C’ è di buono che la partita di sabato è stata l’ultima giocata dal Genoa a novembre, notoriamente “mese nero” per il suo mister. Dire che il rammarico è grande per un punto prestigioso che va in fumo al novantesimo minuto è un dovere, dire che non è il caso di fare drammi lo è altrettanto per le cose buone viste nelle ultime 5/6 partite.
Della partita giocata alla pari contro la Roma mi soffermerei solo sull’episodio decisivo del gol.
Si è parlato molto dei gol di testa subiti dal Genoa sulle famose palle inattive. Non mi convince più l’idea della disattenzione, non sarebbe generoso nei confronti di una squadra che fa del rigore tattico e dell’applicazione il suo pane quotidiano.
Azzardiamo invece un’analisi più approfondita: per buttare la palla dentro quando viene scodellata dalle fasce da piedi più o meno sapienti sono fondamentali due caratteristiche, la prima sta nella capacità dell’attaccante di scegliere il tempo giusto per inzuccare; poche storie è un dono di natura, o ce l’hai (Pruzzo, Shurahvy, Bettega, Santillana per fare un po’ di storia) o non ce l’hai (Milito e molti altr),  l’altra caratteristica, sempre più importante in un calcio così atletico, è la capacità di conquistare la posizione nei corpo a corpo che si scatenano in area durante la rincorsa che precede il cross.
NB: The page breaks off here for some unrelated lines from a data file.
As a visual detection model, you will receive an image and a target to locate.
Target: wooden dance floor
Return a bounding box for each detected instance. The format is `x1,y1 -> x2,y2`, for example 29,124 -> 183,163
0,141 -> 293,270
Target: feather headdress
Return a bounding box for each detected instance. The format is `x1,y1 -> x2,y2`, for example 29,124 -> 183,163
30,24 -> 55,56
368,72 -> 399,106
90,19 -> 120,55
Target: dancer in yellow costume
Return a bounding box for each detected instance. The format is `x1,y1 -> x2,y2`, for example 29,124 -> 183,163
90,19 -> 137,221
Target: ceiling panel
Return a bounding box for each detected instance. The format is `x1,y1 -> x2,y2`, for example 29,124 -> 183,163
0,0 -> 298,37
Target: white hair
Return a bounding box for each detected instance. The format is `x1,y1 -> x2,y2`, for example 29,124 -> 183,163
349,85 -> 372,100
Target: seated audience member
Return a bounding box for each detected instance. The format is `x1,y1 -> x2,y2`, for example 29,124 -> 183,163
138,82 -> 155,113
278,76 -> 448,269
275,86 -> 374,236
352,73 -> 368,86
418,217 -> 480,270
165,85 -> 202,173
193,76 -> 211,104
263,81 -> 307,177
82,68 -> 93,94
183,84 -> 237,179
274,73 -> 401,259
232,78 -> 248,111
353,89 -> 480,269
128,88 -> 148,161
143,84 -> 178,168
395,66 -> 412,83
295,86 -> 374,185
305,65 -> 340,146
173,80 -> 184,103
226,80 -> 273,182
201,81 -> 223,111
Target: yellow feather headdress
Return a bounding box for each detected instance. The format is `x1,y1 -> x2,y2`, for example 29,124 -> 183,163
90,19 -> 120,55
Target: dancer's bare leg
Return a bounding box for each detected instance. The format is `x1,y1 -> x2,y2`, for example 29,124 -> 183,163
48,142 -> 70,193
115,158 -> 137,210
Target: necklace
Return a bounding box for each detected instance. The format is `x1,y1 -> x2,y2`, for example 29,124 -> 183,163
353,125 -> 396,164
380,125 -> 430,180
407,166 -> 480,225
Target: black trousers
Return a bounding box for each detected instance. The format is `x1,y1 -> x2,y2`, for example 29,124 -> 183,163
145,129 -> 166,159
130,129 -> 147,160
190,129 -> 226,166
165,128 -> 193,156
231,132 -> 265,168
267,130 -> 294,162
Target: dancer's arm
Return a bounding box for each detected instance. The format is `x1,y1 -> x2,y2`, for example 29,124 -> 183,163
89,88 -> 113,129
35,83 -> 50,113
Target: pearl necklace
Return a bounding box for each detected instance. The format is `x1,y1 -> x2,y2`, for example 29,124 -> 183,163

Si tratta di schemi tipo basket dove diventa fondamentale il blocco  che permette di liberare l’ uomo davanti al portiere –  e qui ci vogliono chili, muscoli, astuzia che giocatori di alto livello navigati e con anni di serie A sulle spalle mettono sul piatto.
Credo sia questo lo scotto che ha pagato la squadra rossoblu in più di una situazione nelle ultime partite.
Il lavoro in settimana servirà a poco a poco anche a sopperire o migliorare queste lacune, è pertanto d’obbligo guardare avanti.
(Il Donde)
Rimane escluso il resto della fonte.